The Board of Directors has set the overall principles and framework for how to organize internal control activities and how to ensure independency between the various organizational functions.
These organizational functions include business areas and other functions that have ongoing responsibility for managing and limiting operational risks and thus minimizing the risk of errors or offenses which have economic and reputational loss consequences for the company. Full organizational independence is not required if it is not possible to organize it or if it is considered appropriate not to have full independence. In case there is no established full organizational independence, there is a requirement for compensatory checks.
With well-documented business practices and procedures as well as effective control environment, Topdanmark minimizes the risk of errors in internal processes and insurance fraud. There are contingency plans for the most important areas. In addition, business practices and procedures in all critical areas are continuously reviewed by Internal Audit. Internal Audit assesses risks and may make recommendations for limiting individual risks.
Topdanmark continuously develops its IT systems. Responsibility for risk management in this connection lies with the responsible business entities. Projects must always prepare a risk assessment containing a description of risks, possible consequences and measures to limit these risks.

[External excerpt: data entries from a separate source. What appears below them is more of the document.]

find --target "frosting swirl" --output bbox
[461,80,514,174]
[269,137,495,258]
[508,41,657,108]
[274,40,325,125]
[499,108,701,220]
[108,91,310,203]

Topdanmark monitors and regularly reports on operational risks. For this purpose the company has a process of recording operational risk events. The events are collected centrally into a register and communicated further in the management system. This way the organization can learn from its errors.
Topdanmark has numerous documents in which instructions regarding operational risks are given. The most important ones are Policy and Guidelines for Operational Risks, Compliance and Internal Control, Information Security Policy, IT-Preparedness Strategy and IT-Preparedness plan.
Operational risks are included as part of Topdanmark's ORSA and reported to the Risk Committee in Topdanmark's Risk Registry.